From this information, it was then possible to calculate the risk of contracting COVID.

Measuring power consumption was much simpler, he says, using a wireless ammeter.

And what did they find?

“We set out hoping to prove that there was [ventilation] solutions that at least wouldn’t cost too much, if anything, or could save energy, but also have infection control benefits,” says Monty.

“We came out of this finding that you could actually significantly reduce both energy costs and the risk of infection.”

Research has shown that all three options – open windows, ceiling air filters, and displacement ventilation – reduce potential transmission of airborne viruses compared to normal building operation and improve office worker safety.

This is an important finding considering that not all office buildings have operable windows.
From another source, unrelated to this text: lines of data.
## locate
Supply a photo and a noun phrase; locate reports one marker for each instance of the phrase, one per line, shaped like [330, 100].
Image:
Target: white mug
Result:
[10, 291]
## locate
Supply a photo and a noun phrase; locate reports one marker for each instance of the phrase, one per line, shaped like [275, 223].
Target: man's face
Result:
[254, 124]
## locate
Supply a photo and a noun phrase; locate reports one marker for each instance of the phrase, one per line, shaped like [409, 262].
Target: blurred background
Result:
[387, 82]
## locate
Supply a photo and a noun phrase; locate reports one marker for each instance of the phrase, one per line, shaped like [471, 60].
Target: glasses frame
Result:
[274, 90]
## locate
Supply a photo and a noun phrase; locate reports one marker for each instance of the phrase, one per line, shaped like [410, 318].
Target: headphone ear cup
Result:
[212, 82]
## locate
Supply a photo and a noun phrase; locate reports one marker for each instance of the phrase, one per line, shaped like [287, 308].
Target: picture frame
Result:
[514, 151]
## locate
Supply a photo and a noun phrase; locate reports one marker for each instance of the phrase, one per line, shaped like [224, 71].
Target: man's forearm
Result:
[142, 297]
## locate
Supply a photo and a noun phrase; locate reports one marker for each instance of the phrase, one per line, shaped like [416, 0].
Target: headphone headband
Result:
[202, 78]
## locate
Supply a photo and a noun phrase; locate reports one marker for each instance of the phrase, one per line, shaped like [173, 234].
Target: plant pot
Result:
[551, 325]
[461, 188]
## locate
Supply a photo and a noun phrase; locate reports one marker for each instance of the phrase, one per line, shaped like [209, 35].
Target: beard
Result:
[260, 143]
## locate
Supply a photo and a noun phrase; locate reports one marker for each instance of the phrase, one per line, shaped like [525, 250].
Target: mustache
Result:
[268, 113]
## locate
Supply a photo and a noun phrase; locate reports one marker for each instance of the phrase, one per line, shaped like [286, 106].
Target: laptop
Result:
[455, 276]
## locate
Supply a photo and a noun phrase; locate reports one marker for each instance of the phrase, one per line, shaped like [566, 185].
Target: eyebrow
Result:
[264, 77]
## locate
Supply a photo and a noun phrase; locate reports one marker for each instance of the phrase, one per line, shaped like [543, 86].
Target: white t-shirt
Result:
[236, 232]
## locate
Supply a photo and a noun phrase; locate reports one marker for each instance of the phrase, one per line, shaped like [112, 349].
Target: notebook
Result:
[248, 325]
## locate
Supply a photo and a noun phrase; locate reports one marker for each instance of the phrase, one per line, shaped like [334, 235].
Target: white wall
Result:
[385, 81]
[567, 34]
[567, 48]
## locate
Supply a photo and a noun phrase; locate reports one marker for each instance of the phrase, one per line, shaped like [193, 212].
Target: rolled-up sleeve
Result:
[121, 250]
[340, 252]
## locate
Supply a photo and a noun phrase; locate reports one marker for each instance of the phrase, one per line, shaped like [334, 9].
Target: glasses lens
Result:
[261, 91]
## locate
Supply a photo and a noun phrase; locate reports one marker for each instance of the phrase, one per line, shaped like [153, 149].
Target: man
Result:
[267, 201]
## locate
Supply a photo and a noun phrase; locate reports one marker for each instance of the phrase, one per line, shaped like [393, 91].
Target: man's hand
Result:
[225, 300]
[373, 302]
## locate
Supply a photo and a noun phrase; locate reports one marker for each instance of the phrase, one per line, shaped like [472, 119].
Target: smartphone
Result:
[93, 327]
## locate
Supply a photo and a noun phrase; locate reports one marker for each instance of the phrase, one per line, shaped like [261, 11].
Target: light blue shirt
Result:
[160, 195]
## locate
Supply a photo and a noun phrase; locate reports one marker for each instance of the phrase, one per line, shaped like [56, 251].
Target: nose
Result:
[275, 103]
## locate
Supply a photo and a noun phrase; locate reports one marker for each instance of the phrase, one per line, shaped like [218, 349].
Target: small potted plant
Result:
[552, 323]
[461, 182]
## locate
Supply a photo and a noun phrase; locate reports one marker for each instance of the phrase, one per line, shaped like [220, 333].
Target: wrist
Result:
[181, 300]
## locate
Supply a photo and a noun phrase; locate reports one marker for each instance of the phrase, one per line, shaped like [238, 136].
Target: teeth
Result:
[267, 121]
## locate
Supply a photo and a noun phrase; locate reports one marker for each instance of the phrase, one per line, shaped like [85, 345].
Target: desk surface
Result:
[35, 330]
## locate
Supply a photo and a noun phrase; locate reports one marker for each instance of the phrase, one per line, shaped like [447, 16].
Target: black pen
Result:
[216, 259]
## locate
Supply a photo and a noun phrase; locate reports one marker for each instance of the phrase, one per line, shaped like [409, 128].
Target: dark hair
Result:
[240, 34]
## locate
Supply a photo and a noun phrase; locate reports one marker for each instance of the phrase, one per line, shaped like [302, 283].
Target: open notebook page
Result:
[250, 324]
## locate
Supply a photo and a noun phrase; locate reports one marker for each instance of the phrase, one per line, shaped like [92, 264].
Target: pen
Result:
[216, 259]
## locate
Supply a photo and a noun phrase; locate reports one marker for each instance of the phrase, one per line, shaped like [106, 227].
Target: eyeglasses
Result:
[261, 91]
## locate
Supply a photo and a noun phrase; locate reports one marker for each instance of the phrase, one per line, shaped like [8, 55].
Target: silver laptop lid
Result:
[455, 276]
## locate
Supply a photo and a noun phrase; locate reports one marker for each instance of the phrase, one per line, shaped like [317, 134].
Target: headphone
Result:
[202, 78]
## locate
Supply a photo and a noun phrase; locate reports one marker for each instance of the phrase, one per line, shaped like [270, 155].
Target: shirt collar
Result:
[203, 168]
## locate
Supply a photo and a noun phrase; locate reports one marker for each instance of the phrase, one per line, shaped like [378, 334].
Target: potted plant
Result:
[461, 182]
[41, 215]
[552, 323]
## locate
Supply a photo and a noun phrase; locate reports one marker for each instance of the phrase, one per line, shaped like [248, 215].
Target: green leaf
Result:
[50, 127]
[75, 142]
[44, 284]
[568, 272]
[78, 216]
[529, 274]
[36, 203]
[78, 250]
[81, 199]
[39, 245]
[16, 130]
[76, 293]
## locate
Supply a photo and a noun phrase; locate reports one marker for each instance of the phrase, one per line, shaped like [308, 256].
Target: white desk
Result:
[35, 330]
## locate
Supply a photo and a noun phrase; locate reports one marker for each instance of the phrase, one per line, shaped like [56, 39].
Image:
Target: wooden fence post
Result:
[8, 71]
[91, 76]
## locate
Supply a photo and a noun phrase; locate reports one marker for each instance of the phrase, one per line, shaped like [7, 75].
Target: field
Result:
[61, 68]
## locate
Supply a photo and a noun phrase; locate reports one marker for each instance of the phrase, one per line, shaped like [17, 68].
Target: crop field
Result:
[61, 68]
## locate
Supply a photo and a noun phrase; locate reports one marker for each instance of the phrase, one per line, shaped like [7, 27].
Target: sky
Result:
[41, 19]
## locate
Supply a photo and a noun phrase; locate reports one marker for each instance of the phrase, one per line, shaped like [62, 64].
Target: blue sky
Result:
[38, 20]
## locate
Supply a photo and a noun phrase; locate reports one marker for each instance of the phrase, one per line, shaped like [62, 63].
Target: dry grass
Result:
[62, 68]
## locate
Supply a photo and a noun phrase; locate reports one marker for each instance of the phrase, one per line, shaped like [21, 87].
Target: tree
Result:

And even for those who do, it can be an unwelcome step in the middle of a freezing winter or a sweltering summer.

Overall, displacement ventilation was found to be the most efficient and energy efficient system tested. Although it has higher upfront costs, this option reduced COVID-19 transmission by 83% and energy consumption by up to 20%.


Clare Walter studies the health effects of air pollution and is the director of AirFlow Workspace Solutions, a company that evaluates ventilation in the workplace.

She says the BREATH study is brilliant preliminary research that provides useful information on different ventilation options and also incorporates the associated carbon budget with each important aspect.

She says HEPA filters also remove air pollution particles from traffic, wood-burning appliances, bushfires, dust and pollens, which is good news for allergy sufferers. .

Although not in the original framework, Monty says the team also calculated the payback period for each of the options.

“We realized that [building] operators are going to need to know. There’s no point in telling them you have to pay $50,000 for a modernized system without letting them know how long it will take to pay it back.

“The more solid evidence we have to base our decisions on, the better.”

“Depending on the solution, it’s something like 10 to 15 years of return on investment, which may seem like a lot, but in terms of lifespan, it’s not a lot. But while it pays off, you also reduce your energy consumption. So you’re reducing your carbon footprint all the while. So that’s double the benefit,” says Monty.

“I think that’s what’s really exciting about these results is that they’re so clear that building owners, building managers can do something about infection control, without increasing the energy costs. In fact, they can do it while reducing energy costs.

Reece says: “The research results are publicly available online and freely available to any organization. We encourage building owners, tenants and partners to consider them and help us create healthier and more sustainable workspaces in the CBD.

“COVID is not going away, nor is climate change and with that extreme temperatures and bushfires. These are serious challenges for the construction of healthy and energy-efficient buildings in the Australian context,” says Walter.

“The more solid evidence we have to base our decisions on, the better.”